2. It marked yet another setback for China’s ambitions to become a global pharma powerhouse.
The Changchun Changsheng scandal jeopardizes Beijing's efforts to push domestically made pharmaceuticals on the international market. Under China’s “Made in China 2025” plan, pharmaceuticals are a target industry: President Xi has identified China’s reliance on imported drugs as an issue that can be resolved by overhauling the pharmaceutical industry and ultimately creating globally competitive firms. As the world's second-largest national pharmaceutical market— worth $122.6 billion—China seems well-positioned to be a contender.
To this end, China has initiated a series of reforms geared towards restructuring and improving the industry. In turn, both foreign and domestic money has poured into the pharmaceutical sector—biopharma was the second largest investment market in China in 2017, behind only information technology. But in the wake of the Changsheng scandal, shares in Chinese vaccine makers and biotech firms fell precipitously across the board. To make matters even worse, the Changsheng incident also comes hot on the heels of another unsettling revelation: just a few weeks ago China's Zhejiang Huahai Pharmaceutical recalled a heart and blood pressure drug sold in the United States and Europe after finding that it was tainted with an impurity linked to cancer.
Chinese manufacturers (across all sectors) have worked hard to shake the conception that “Made in China” is synonymous with “low quality,” but incidents like these undermine trust and are a reminder that despite recent reforms and advancements, safety and testing requirements in China are not up to international standards.
3. It highlighted inefficiencies within China’s leadership.
In response to the scandal, the government revved up the censorship machine and moved quickly to address the incident. Premier Li Keqiang came out with a strongly worded statement that the Changchun Changsheng had “crossed a moral line” and called for immediate action. However, online Li’s words were juxtaposed with a similar statement he made after a previous vaccine scandal in 2016 and circulated widely online, indicating people were not satisfied with government action—or lack thereof. Indeed, veteran China-watcher Bill Bishop even suggested that the vaccine crisis could be the “pretext to remove Li Keqiang as Premier.”

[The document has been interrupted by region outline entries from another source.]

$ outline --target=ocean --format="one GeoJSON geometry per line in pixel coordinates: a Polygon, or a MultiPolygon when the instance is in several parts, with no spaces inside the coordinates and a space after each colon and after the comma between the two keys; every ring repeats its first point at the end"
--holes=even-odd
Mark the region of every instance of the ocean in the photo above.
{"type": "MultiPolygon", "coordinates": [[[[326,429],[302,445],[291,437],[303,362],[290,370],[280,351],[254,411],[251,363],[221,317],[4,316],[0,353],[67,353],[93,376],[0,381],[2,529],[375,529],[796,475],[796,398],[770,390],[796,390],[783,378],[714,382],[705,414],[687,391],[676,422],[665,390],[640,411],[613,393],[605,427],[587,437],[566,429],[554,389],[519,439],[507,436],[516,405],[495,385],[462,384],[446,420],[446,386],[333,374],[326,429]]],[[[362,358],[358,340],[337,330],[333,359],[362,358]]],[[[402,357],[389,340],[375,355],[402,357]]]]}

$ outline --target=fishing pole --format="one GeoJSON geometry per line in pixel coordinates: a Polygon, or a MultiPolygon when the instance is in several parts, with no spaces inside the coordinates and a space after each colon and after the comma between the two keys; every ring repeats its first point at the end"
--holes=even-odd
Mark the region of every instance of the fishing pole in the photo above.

Troublingly, online reporting also brought to light that Sun Xianze, the former director of the State Information Center of the Food and Drug Administration who was demoted as a result of his involvement in the 2008 tainted milk powder scandal, had subsequently been promoted in 2014 to take charge of the vaccine safety department. Understandably, revelations like this further stoke public outcry and undermine confidence in the state’s leadership.

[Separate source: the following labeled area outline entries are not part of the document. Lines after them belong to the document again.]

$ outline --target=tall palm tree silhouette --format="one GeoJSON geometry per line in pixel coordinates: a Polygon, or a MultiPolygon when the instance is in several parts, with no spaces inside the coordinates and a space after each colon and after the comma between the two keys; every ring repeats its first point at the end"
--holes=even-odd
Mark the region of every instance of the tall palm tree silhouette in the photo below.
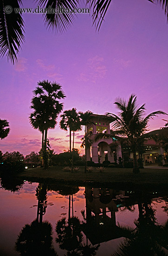
{"type": "Polygon", "coordinates": [[[79,114],[80,115],[80,118],[81,119],[81,124],[82,125],[84,126],[84,138],[82,138],[83,143],[81,144],[81,147],[84,148],[85,150],[85,167],[84,167],[84,172],[86,172],[86,168],[87,167],[87,149],[90,148],[91,141],[90,141],[89,138],[87,137],[86,134],[86,127],[87,125],[89,125],[91,124],[94,123],[93,122],[91,121],[91,115],[93,114],[92,112],[90,110],[87,110],[84,113],[82,112],[79,112],[79,114]]]}
{"type": "Polygon", "coordinates": [[[31,108],[34,109],[34,112],[30,115],[30,119],[33,127],[35,128],[38,127],[43,134],[42,140],[45,131],[42,148],[45,168],[48,164],[46,156],[48,130],[55,128],[57,118],[63,108],[63,104],[59,102],[59,100],[65,97],[61,88],[59,83],[44,80],[38,83],[38,86],[33,91],[34,97],[32,100],[31,108]]]}
{"type": "Polygon", "coordinates": [[[10,128],[8,122],[5,120],[0,119],[0,138],[2,140],[8,135],[10,128]]]}
{"type": "Polygon", "coordinates": [[[107,117],[111,121],[114,129],[111,134],[99,134],[97,135],[96,140],[100,138],[113,138],[115,135],[117,139],[122,139],[122,137],[127,138],[133,154],[134,173],[139,173],[139,168],[136,158],[137,146],[142,144],[142,140],[149,137],[145,135],[149,121],[155,116],[160,115],[167,115],[161,111],[152,112],[144,117],[145,108],[143,104],[139,107],[137,103],[137,97],[131,94],[128,101],[121,98],[116,98],[114,103],[120,111],[118,115],[108,113],[107,117]],[[118,135],[120,137],[118,137],[118,135]]]}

As testament to the gravity of the situation, President Xi Jinping took time out of his tour of several African nations to issue a statement emphasizing that “drug safety is the unshirkable responsibility of the party committees and governments at all levels” and promising the immediate opening of a follow-up investigation and severe punishment for those found at fault. The stakes are high for Xi, too. He took office pledging to “make protecting people’s heath a priority,” and in 2013 during his first year of presidency, said “if our party can’t even handle food safety properly while governing China, and this keeps up, some will wonder whether we’re up to the job.” In so doing, Xi himself linked the government’s capacity to protect the people’s well-being to the legitimacy of the Party.
In a culture that cherishes health, longevity, and continuation of the family line—where the elderly greet each other with the common refrain of “is your health still good?” and parents constantly remind their kids that “health comes first”—there is a lingering and growing fear that the existing system is broken. A rare area of Chinese society where people are easily mobilized, and both the government’s domestic legitimacy and international ambitions are at stake, the health system is one place Xi and his government cannot afford to lose.